AS YET UNATTAINED (未及〉, pp.106-107)
Waking up with a start: if there are old matters as yet unattained
in a remote region somehow
never properly investigated and now disappearing without trace, one after another…
Half are empty thoughts in this barely awake state,
the rest form hordes and surge forward, their backs against
the gigantic darkness, tearing it apart,
just as fireflies disintegrate in early autumn
to gather again around the pools or 
at the farthest side of an embankment where undercurrents are born.
Saffrons and the tastes of tropical fruits in brilliant profusion,
autumn ripeness so swelled that all senses tremble
─ judging from my oblivious spirit, one way or another ─
it’s only that this time waking up with a start makes me hesitate: stay put
or pursue the remains as yet unattained at the very moment it has been foretold?
Stopping short, I turn and see myself, exhausted, confined
to suspended speed and inert metre
and raise my hand to assign the sluggish light to a place out of reach
just as the autumn fireflies twinkle faintly in the distance.

ON MEETING  (有會而作〉, pp.58-59)
I wonder, that which left so quietly last night and was lost in the incomplete
parabel, if it were able to manage the twists and turns of the road
and return, I might not be able to recognize it –
Just as two stray stars, having by chance encountered each other
on the slanting plane of the universe, without finding time to light up,
turned pale with anxiety and decided to rush to
an even more distant as yet unknown – but perhaps
they might appear on the scene at this very moment, bearing witness
that they had agreed to meet but failed to keep that promise.

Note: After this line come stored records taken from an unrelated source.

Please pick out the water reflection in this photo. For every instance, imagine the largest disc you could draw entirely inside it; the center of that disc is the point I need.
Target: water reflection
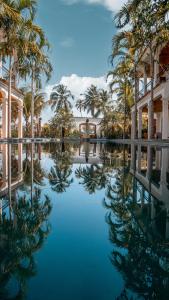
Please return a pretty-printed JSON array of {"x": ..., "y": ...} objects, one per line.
[
  {"x": 135, "y": 182},
  {"x": 23, "y": 221},
  {"x": 138, "y": 207}
]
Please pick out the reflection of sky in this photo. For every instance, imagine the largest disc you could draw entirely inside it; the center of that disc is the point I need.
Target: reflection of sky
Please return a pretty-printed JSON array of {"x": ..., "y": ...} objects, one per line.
[
  {"x": 77, "y": 250},
  {"x": 74, "y": 262}
]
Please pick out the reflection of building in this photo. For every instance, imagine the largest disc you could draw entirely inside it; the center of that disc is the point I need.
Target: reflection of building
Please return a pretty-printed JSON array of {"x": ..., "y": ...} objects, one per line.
[
  {"x": 10, "y": 169},
  {"x": 87, "y": 153},
  {"x": 161, "y": 96},
  {"x": 88, "y": 127},
  {"x": 150, "y": 167},
  {"x": 16, "y": 105}
]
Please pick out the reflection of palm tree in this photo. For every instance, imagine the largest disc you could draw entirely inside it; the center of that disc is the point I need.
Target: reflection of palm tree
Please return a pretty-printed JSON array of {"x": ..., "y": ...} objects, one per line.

LECTURES (講學〉, pp.110-111)
Yes, it does seem that I have climbed innumerable levels of clouds
to land from a strange world and yet fearlessly walk along
the path of moist red tiles, seeking, to confirm
that on the road ahead a small two-storied library will float up
before my eyes in the moonlight; when the rain is over
the evening breeze will fan us where we sit cross-legged to listen to lectures
by the water’s edge, fanning away all our concerns and worries, cinnabar and
ferules and the discipline that might otherwise be forgotten
and the customs we have been forced to obey ─ under the old pine tree a volume
thread-bound in a yellow case that will never fade, its fragrance never evaporate.